We’re now at a point where it’s possible to say that almost all of the Windsor Framework’s numerous elements are now either fully adopted or (for a handful of pieces of EU legislation) in the process of agreement.
That might make for a nicely-coloured graphic, but what does it actually mean on the ground?
As various people noted when I tweeted this out, having the legal adoption of a text doesn’t immediately mean it comes into effect, something that was being noted by the witnesses at the Lords Protocol Sub-Committee evidence session yesterday.
Partly that’s because of the provisions of the decisions themselves.
Article 23 of Joint Committee Decision 1/2023 (the key document in all this) sets out a number of different dates for entry into force of provisions. The default date is 30 September 2023, with only a handful of elements immediately in force.
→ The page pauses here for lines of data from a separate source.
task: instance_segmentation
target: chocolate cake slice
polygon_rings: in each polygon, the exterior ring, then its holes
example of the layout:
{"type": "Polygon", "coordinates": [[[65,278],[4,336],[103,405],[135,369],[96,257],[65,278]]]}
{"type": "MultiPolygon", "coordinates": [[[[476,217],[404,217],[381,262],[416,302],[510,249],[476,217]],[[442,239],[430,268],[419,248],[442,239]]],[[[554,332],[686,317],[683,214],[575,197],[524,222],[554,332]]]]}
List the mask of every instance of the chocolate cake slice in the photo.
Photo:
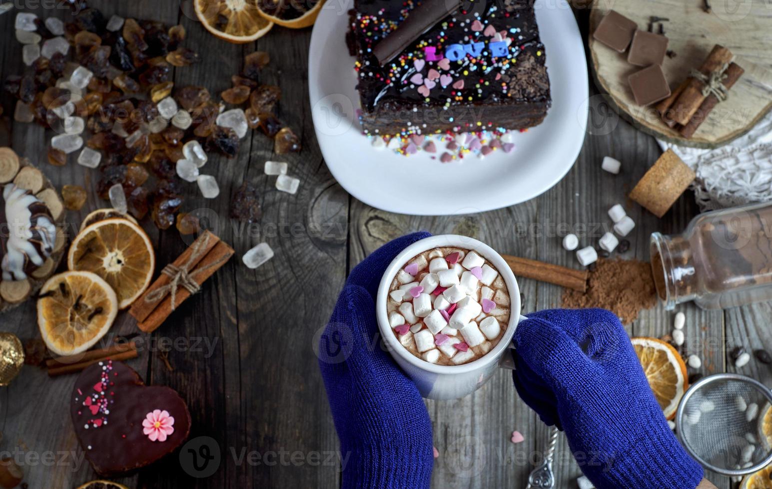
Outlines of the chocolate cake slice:
{"type": "Polygon", "coordinates": [[[426,12],[435,2],[422,2],[423,8],[411,0],[355,0],[347,42],[357,58],[364,132],[503,132],[540,124],[551,99],[533,1],[467,0],[449,15],[440,11],[442,20],[418,39],[398,35],[411,15],[436,15],[426,12]],[[407,47],[381,66],[376,52],[383,59],[388,51],[376,49],[382,42],[407,47]]]}

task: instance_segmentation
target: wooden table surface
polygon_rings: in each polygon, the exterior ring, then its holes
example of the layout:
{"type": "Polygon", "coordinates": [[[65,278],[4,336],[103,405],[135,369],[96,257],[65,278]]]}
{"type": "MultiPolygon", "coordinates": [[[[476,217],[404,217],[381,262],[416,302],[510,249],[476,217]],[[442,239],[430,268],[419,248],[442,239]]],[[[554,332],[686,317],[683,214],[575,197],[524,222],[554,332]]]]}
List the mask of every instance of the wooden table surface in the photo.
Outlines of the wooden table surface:
{"type": "MultiPolygon", "coordinates": [[[[59,2],[56,2],[59,3],[59,2]]],[[[198,50],[203,62],[175,69],[178,86],[206,86],[213,94],[229,87],[245,55],[266,50],[272,62],[261,81],[283,90],[278,116],[301,136],[303,150],[281,157],[298,176],[296,195],[275,189],[275,177],[263,174],[263,162],[273,159],[273,144],[257,131],[242,140],[236,160],[210,156],[205,169],[218,177],[220,198],[200,197],[195,185],[187,191],[184,210],[209,208],[214,231],[235,248],[237,257],[210,279],[203,293],[191,298],[151,335],[141,337],[145,348],[130,364],[147,383],[170,386],[187,400],[193,418],[191,439],[208,437],[220,451],[213,475],[196,478],[181,466],[177,454],[130,477],[129,487],[335,487],[340,478],[338,440],[324,386],[312,349],[314,335],[325,325],[349,271],[386,241],[417,230],[473,236],[502,253],[577,266],[573,254],[560,246],[566,226],[586,231],[583,244],[594,244],[609,224],[606,211],[622,203],[635,221],[627,258],[648,258],[648,236],[655,231],[680,232],[697,213],[692,195],[682,196],[658,219],[628,202],[626,193],[659,156],[655,140],[611,114],[602,97],[591,97],[590,123],[584,146],[569,174],[543,195],[520,205],[479,214],[413,217],[383,212],[352,198],[330,175],[320,153],[310,115],[306,52],[310,30],[274,29],[258,42],[235,46],[208,34],[183,14],[177,2],[90,2],[113,13],[152,18],[188,29],[185,46],[198,50]],[[622,162],[614,176],[601,170],[604,156],[622,162]],[[229,196],[243,181],[260,191],[264,212],[259,225],[239,226],[227,218],[229,196]],[[240,256],[267,241],[276,256],[256,270],[240,256]],[[170,343],[170,342],[171,342],[170,343]],[[171,346],[170,346],[171,345],[171,346]],[[169,350],[171,369],[161,359],[169,350]]],[[[36,10],[42,16],[65,18],[60,9],[36,10]]],[[[0,16],[0,78],[20,73],[22,46],[14,39],[15,13],[0,16]]],[[[342,13],[341,13],[342,15],[342,13]]],[[[587,12],[577,12],[584,32],[587,12]]],[[[342,35],[342,33],[341,33],[342,35]]],[[[549,54],[547,55],[549,56],[549,54]]],[[[39,164],[56,185],[84,184],[88,201],[80,212],[69,212],[77,226],[90,210],[105,206],[93,188],[98,170],[76,164],[46,163],[51,134],[34,124],[14,123],[15,100],[2,96],[0,146],[12,146],[39,164]]],[[[556,141],[559,143],[559,141],[556,141]]],[[[516,153],[513,171],[516,171],[516,153]]],[[[352,155],[350,164],[357,164],[352,155]]],[[[174,230],[159,233],[144,227],[157,245],[158,268],[172,261],[186,244],[174,230]]],[[[558,306],[557,287],[522,280],[523,311],[558,306]]],[[[706,312],[692,305],[686,314],[687,350],[703,359],[705,373],[733,370],[726,348],[744,345],[772,349],[765,334],[770,307],[764,303],[726,311],[706,312]]],[[[634,336],[660,336],[669,332],[672,314],[661,307],[643,312],[629,326],[634,336]]],[[[37,337],[35,305],[27,302],[0,316],[0,330],[22,340],[37,337]]],[[[133,319],[120,314],[113,333],[136,331],[133,319]]],[[[742,369],[762,381],[772,380],[768,368],[755,361],[742,369]]],[[[82,460],[68,403],[75,376],[49,379],[41,369],[25,366],[8,388],[0,388],[0,454],[11,452],[25,460],[29,487],[69,487],[95,474],[82,460]],[[56,455],[53,464],[51,454],[56,455]]],[[[472,395],[455,401],[427,402],[439,450],[432,486],[435,487],[523,487],[543,450],[547,428],[517,397],[509,372],[501,371],[472,395]],[[514,445],[510,433],[519,430],[525,441],[514,445]]],[[[405,454],[409,459],[410,454],[405,454]]],[[[409,463],[409,460],[406,460],[409,463]]],[[[555,468],[557,487],[575,487],[580,471],[560,439],[555,468]]],[[[713,476],[721,489],[727,479],[713,476]]]]}

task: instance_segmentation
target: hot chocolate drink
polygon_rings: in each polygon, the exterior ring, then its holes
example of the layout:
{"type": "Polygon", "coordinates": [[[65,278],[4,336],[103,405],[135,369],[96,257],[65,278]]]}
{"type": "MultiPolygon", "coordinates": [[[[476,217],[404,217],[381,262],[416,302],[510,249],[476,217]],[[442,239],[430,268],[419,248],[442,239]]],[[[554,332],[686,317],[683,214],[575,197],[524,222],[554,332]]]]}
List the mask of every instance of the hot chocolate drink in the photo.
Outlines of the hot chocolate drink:
{"type": "Polygon", "coordinates": [[[397,272],[387,312],[397,339],[415,356],[462,365],[498,344],[510,323],[510,302],[493,264],[474,250],[442,247],[397,272]]]}

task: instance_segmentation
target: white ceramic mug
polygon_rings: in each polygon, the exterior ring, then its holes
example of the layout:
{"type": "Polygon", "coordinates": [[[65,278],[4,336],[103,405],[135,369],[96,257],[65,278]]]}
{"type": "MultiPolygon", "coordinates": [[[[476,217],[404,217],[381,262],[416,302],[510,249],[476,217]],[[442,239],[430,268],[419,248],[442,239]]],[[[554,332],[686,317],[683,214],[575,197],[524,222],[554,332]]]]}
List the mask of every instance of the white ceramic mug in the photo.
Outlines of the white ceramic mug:
{"type": "Polygon", "coordinates": [[[510,265],[496,251],[485,243],[472,238],[459,234],[430,236],[405,248],[389,264],[378,286],[375,305],[381,336],[391,356],[427,399],[457,399],[471,394],[486,383],[499,367],[499,362],[508,359],[510,345],[515,329],[521,319],[520,315],[520,291],[510,265]],[[498,344],[480,358],[463,365],[436,365],[415,356],[397,339],[388,322],[386,305],[391,282],[399,270],[413,257],[435,248],[443,246],[474,250],[498,270],[510,292],[510,322],[498,344]],[[506,355],[505,356],[505,353],[506,355]]]}

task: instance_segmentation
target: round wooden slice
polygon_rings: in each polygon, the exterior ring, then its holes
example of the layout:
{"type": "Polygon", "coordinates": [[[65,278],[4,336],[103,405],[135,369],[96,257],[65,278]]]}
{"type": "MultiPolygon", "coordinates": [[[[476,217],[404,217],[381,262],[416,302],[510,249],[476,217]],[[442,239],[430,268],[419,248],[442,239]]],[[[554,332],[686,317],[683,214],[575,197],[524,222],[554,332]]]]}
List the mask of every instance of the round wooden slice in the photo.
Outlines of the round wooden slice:
{"type": "MultiPolygon", "coordinates": [[[[592,69],[598,88],[620,113],[636,127],[676,144],[715,148],[749,131],[772,109],[772,9],[764,2],[711,2],[710,13],[702,0],[594,0],[590,14],[588,44],[592,69]],[[633,99],[628,76],[641,69],[627,62],[627,52],[619,53],[593,39],[592,34],[611,8],[647,30],[652,17],[663,22],[668,49],[674,57],[665,57],[662,71],[671,90],[698,69],[713,46],[720,44],[735,55],[734,62],[745,73],[730,90],[729,98],[719,103],[691,139],[685,139],[659,118],[653,105],[642,107],[633,99]]],[[[653,26],[659,32],[659,25],[653,26]]]]}
{"type": "Polygon", "coordinates": [[[16,307],[40,290],[59,267],[67,241],[66,229],[62,225],[65,216],[62,197],[56,187],[28,159],[19,158],[11,148],[0,147],[0,184],[11,181],[22,188],[33,191],[38,198],[49,207],[54,218],[54,224],[56,224],[56,241],[51,256],[42,267],[30,274],[26,280],[0,282],[0,313],[16,307]],[[18,162],[15,174],[3,174],[6,168],[14,167],[14,161],[18,162]]]}

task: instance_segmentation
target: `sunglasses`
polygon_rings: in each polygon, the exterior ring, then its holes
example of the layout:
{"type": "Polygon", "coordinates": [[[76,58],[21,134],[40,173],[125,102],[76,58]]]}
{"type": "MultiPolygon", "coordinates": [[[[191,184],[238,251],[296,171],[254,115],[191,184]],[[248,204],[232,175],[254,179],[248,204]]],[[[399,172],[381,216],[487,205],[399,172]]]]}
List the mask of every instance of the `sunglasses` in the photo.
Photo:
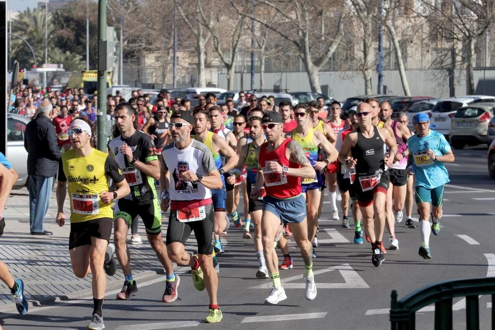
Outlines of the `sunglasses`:
{"type": "Polygon", "coordinates": [[[266,130],[267,128],[269,128],[270,130],[273,130],[273,128],[277,126],[277,124],[275,123],[272,123],[271,124],[262,124],[261,128],[263,130],[266,130]]]}
{"type": "Polygon", "coordinates": [[[83,132],[84,132],[82,129],[80,128],[73,128],[69,130],[69,136],[72,135],[72,134],[75,134],[76,135],[80,135],[82,134],[83,132]]]}
{"type": "Polygon", "coordinates": [[[170,123],[170,128],[175,127],[178,130],[182,128],[183,126],[189,126],[191,124],[189,123],[170,123]]]}

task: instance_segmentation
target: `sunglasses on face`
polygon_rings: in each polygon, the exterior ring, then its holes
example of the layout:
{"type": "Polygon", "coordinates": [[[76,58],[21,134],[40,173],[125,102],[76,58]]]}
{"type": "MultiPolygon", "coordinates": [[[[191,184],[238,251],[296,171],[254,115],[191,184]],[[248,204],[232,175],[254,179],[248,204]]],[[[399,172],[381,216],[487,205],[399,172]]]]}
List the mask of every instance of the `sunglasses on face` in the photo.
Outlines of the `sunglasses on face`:
{"type": "Polygon", "coordinates": [[[183,126],[189,126],[191,124],[189,123],[170,123],[170,128],[175,127],[178,130],[182,128],[183,126]]]}
{"type": "Polygon", "coordinates": [[[69,130],[69,136],[72,135],[72,134],[75,134],[76,135],[79,135],[82,134],[83,132],[84,132],[82,129],[80,128],[72,128],[69,130]]]}

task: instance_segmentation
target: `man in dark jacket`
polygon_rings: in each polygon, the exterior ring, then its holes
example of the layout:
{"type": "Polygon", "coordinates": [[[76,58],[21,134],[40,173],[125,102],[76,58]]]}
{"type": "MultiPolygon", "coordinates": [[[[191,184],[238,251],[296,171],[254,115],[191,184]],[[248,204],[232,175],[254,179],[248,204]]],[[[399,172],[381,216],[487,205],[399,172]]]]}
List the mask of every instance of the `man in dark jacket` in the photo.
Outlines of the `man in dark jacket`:
{"type": "Polygon", "coordinates": [[[55,126],[50,119],[52,109],[49,101],[42,101],[36,118],[26,127],[24,148],[28,152],[29,223],[32,235],[53,234],[45,230],[43,227],[60,157],[55,126]]]}

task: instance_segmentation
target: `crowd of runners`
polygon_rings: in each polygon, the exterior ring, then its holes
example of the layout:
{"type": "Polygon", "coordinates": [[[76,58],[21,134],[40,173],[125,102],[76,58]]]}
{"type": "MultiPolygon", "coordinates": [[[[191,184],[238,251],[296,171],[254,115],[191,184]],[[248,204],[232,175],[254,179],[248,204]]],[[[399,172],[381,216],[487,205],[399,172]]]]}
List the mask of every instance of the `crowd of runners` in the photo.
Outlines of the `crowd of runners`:
{"type": "MultiPolygon", "coordinates": [[[[88,329],[104,328],[105,273],[115,273],[114,253],[125,277],[116,298],[131,299],[138,292],[126,237],[139,218],[167,274],[162,301],[171,303],[178,297],[181,278],[173,263],[189,265],[195,287],[207,292],[207,323],[223,317],[217,273],[219,255],[225,252],[222,236],[231,221],[242,227],[243,238],[252,239],[253,277],[272,282],[265,298],[268,304],[287,298],[281,273],[293,266],[287,243],[291,236],[304,266],[305,298],[316,298],[313,268],[318,220],[329,211],[340,221],[337,201],[342,226],[352,225],[351,215],[354,243],[366,239],[371,261],[379,267],[385,260],[386,246],[399,248],[395,227],[415,228],[415,200],[419,255],[432,258],[430,233],[440,232],[444,185],[449,182],[444,163],[453,162],[454,156],[445,138],[430,127],[427,115],[414,117],[411,132],[405,113],[393,113],[388,102],[373,98],[351,108],[343,120],[338,102],[328,105],[328,115],[322,116],[326,110],[317,101],[293,107],[283,101],[276,106],[268,97],[258,99],[242,92],[237,108],[232,100],[216,104],[214,94],[201,95],[194,109],[164,94],[156,106],[148,107],[144,95],[136,96],[130,102],[108,98],[113,129],[106,153],[92,144],[95,128],[87,113],[82,116],[86,118],[69,116],[70,120],[62,121],[57,119],[68,116],[62,106],[53,120],[57,134],[64,135],[59,143],[64,151],[58,169],[56,222],[61,226],[70,219],[74,274],[93,275],[94,309],[88,329]],[[177,105],[173,111],[172,103],[177,105]],[[143,112],[148,115],[142,116],[143,112]],[[323,207],[327,188],[330,210],[323,207]],[[67,193],[70,210],[63,207],[67,193]],[[244,207],[238,211],[241,196],[244,207]],[[169,211],[162,235],[162,216],[169,211]],[[109,244],[112,230],[113,244],[109,244]],[[197,243],[194,254],[186,248],[192,232],[197,243]]],[[[0,162],[1,210],[15,174],[4,157],[0,162]]],[[[22,281],[14,280],[1,262],[0,277],[11,289],[19,312],[25,314],[22,281]]]]}

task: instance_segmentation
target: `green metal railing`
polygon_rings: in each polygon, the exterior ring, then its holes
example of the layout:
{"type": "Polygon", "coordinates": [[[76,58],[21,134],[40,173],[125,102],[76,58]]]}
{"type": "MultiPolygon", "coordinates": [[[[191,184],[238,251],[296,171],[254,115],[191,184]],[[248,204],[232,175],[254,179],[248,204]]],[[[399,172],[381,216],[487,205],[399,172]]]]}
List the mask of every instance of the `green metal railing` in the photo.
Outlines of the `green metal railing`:
{"type": "Polygon", "coordinates": [[[495,330],[495,278],[468,279],[438,282],[412,292],[397,301],[392,291],[390,323],[392,330],[412,330],[416,312],[435,303],[435,330],[452,329],[452,299],[466,297],[466,329],[480,329],[480,295],[492,295],[492,329],[495,330]]]}

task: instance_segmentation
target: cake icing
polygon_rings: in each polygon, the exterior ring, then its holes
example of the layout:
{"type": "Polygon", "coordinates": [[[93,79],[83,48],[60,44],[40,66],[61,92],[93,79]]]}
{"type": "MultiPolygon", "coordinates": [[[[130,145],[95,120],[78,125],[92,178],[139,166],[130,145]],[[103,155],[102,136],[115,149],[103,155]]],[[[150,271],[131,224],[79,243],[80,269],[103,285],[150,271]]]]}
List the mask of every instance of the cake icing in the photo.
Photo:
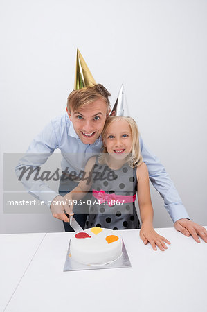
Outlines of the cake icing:
{"type": "Polygon", "coordinates": [[[122,254],[123,240],[116,232],[92,227],[76,233],[70,246],[71,259],[87,265],[103,265],[122,254]]]}

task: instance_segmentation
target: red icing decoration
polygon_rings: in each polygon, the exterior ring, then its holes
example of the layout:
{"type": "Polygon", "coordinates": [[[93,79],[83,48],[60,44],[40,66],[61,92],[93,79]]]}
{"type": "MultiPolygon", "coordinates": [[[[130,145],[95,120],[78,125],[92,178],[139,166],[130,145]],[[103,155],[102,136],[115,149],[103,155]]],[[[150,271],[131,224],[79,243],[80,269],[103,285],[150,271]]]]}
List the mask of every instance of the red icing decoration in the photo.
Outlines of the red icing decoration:
{"type": "Polygon", "coordinates": [[[84,233],[84,232],[81,232],[80,233],[77,233],[75,235],[76,239],[86,239],[87,237],[91,237],[87,233],[84,233]]]}

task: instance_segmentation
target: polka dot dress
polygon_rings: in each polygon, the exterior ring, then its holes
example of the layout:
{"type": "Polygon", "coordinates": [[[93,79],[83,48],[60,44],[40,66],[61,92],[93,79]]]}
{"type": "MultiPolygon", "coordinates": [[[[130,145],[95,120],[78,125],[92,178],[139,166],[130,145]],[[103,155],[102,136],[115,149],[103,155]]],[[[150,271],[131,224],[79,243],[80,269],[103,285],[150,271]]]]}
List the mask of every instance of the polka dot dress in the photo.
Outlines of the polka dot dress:
{"type": "MultiPolygon", "coordinates": [[[[136,169],[126,163],[118,170],[112,170],[106,164],[101,165],[96,157],[93,172],[92,189],[103,190],[107,194],[133,196],[137,191],[136,169]]],[[[92,196],[89,214],[85,229],[98,227],[111,229],[139,229],[134,202],[124,203],[121,200],[109,206],[98,202],[92,196]],[[120,205],[118,205],[120,204],[120,205]]]]}

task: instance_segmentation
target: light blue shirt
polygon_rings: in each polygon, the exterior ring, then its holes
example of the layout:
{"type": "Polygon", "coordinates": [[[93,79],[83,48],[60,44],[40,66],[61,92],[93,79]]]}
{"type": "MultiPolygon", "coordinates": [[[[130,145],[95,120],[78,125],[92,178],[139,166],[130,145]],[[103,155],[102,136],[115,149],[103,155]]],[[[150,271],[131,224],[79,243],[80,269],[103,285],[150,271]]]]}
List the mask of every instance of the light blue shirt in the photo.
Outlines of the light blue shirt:
{"type": "MultiPolygon", "coordinates": [[[[84,144],[75,132],[67,114],[65,114],[53,119],[33,139],[26,155],[19,160],[15,168],[16,174],[19,177],[19,168],[22,166],[40,166],[56,148],[60,150],[62,155],[62,170],[68,167],[69,171],[79,173],[80,170],[84,170],[92,155],[98,154],[102,145],[101,137],[93,144],[84,144]]],[[[173,222],[183,218],[189,218],[177,190],[165,168],[143,144],[141,137],[140,146],[143,162],[147,166],[150,181],[163,198],[165,207],[173,222]]],[[[51,202],[59,195],[42,181],[26,181],[22,179],[21,182],[28,193],[45,203],[51,202]]]]}

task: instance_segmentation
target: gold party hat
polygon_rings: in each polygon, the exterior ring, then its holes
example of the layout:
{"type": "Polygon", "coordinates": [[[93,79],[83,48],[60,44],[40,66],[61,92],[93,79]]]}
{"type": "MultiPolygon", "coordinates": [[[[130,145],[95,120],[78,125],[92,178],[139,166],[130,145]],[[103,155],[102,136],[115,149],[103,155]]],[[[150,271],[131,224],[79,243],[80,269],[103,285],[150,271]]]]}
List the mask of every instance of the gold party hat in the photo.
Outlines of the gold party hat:
{"type": "Polygon", "coordinates": [[[80,51],[77,49],[74,89],[79,90],[79,89],[85,87],[93,87],[94,85],[96,85],[95,79],[89,71],[83,57],[80,54],[80,51]]]}
{"type": "Polygon", "coordinates": [[[111,110],[111,116],[129,116],[126,98],[124,93],[124,85],[122,84],[118,97],[111,110]]]}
It’s also worth noting that that default date only produces an entry into force if the EU is satisfied about access to UK information, EORI paperwork is correctly issued, the UK has guidelines in place on parcels and NI-GB goods export. No satisfaction, no operationalisation of the provisions.
There’s another reason too, namely the lack of UK documentation to clarify process (h/t to @irishagreement for this).
The government’s Border Target Operating Model will be the new standard system for goods movements across the UK’s borders, but this will only fully come into effect at end October 2024. Moreover, it specifically notes the Windsor Framework’s agreement and says new arrangements will be forthcoming ‘later this year’.
In both cases, the focus returns to UK capacity, rather than EU-UK agreement per se.
This was largely obscured during the time of the Johnson administration: the policy of contesting the Withdrawal Agreement’s provision (and status) meant that building effective systems necessarily took a bit of a back seat. This January’s agreement on a basic system of information-sharing can only be partly explained by the technical issues involved.
But IT is only one part of the infrastructure and process involved, as the Border Target Operating Model makes clear. From the EU’s perspective, making sure that this is all in place is understandably important, given the need to protect against any future backsliding by a UK government that doesn’t have a perfect record (and that might be out of office relatively soon).
This would have been the case even without Windsor: last year’s infringement procedures (now suspended) were precisely about such issues.
Even at arm’s length, interaction with the EU comes with obligations, something that will only become more evident as new areas of cooperation are developed.